What We Lost In The Fire

Mar 16, 2023, 12:15 AM
Eufemio Agbayani III

Eufemio Agbayani III

Columnist

While I was attending a worship service on February 26, I was suddenly jolted in my seat when fire trucks blared loudly as they passed in front of our church. For a split second, I thought the community near us was on fire.

Until I realized they were probably just drumming up awareness for Fire Prevention Month which is celebrated, or rather commemorated, every March. The month was selected by the Bureau of Fire Protection ostensibly because fires were recorded most frequently in this month. It makes sense, because at this month our weather transitions from the chilly amihan to sunny and hot skies.

For those in the cultural sector, this month is an opportune time to remember how destructive fires can be not just to life and property, but also history and heritage. What comes to mind first are the destructive fires of war which destroyed much of Manila in 1945, but also much of the historical core of the town of Sariaya.

However, destructive fires can start even in peacetime. We lost the historical core of Lopez through fire on May 29, 1968. Because of this, old photographs of the town are hard to come by, even if it had been a town since June 30, 1857.

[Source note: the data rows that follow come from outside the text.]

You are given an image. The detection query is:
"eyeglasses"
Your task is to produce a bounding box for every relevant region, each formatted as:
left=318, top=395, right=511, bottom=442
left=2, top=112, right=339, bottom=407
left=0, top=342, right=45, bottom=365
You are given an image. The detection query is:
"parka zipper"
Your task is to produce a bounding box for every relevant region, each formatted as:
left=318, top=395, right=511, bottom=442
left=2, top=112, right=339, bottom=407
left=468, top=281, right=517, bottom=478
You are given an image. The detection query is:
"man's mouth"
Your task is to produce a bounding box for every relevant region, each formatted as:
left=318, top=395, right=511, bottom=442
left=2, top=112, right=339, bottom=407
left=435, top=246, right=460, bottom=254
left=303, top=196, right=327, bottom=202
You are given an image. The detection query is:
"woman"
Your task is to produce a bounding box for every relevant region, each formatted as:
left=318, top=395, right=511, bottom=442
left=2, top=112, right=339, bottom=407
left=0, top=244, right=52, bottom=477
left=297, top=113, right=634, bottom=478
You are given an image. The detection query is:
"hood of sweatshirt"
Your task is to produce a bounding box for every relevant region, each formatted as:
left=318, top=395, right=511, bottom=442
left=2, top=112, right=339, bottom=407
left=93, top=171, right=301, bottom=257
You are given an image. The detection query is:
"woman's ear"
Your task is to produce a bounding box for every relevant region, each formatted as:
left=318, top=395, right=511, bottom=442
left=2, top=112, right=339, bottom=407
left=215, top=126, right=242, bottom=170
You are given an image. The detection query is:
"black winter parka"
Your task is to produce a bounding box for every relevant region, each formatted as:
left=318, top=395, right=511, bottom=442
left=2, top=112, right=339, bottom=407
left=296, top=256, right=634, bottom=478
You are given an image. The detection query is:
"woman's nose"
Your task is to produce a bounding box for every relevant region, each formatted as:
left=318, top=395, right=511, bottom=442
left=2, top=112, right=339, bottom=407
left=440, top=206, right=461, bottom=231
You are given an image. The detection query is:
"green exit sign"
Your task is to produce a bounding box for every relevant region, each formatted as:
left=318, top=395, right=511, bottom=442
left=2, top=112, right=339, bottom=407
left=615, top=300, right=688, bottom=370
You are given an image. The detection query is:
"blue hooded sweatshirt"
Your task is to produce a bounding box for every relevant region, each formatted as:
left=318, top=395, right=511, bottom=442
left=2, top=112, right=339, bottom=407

What is disappointing and also regrettable is how some of these fires start. On May 21, 1962, a great fire destroyed the home of Mariano Ponce in Baliwag, Bulacan. One suspected cause was a cigarette butt haphazardly thrown by a worker which ignited the grain stored at the ground floor of the house. Eventually, it was ruled as due to faulty wiring.

That fire destroyed many precious artifacts: a first printing copy of El Filibusterismo, letters between Ponce and Sun Yat-sen who founded modern China, an original photograph of Ponce with Rizal and Marcelo H. del Pilar, a paper mold of a nude woman given by Rizal to Ponce as a gift, and old kamagong furniture.

What made the fire tragic was that the house was proposed to be donated to the government for use as a cultural center, and its contents were to be exhibited in celebration of Mariano Ponce's birth centennial the following year. It would have even been more tragic if there was a loss of life. A caretaker, Cornelio Gamboa, jumped out the window and was slightly injured.

Fires still cause damage to our history today. We mourned the fire that destroyed the Faculty Center of the University of the Philippines Diliman onApril 1, 2016 led to the loss of countless books, manuscripts, recordings, and other scholarly and creative works. We were stressed to hear fire happening in the offices occupied by the National Archives of the Philippines in May 2018 and September 2021. (Thankfully, no historic records were harmed in both incidents.)

We remember how fire destroyed many heritage homes in Boac, Marinduque in July 2018. Fire caused by faulty wiring destroyed the Roman Catholic parish of Pandacan and its historic Santo Niño in July 2020, and it also destroyed the Vicente Illustre Mansion in Quiapo in December 2022.

This year's Fire Prevention Month theme is, "Sa Pag-iwas sa Sunog, Hindi ka Nag-iisa." Hopefully, in advocating the protection of our heritage structures from fire, we can also say the same. Sana, hindi kami nag-iisa.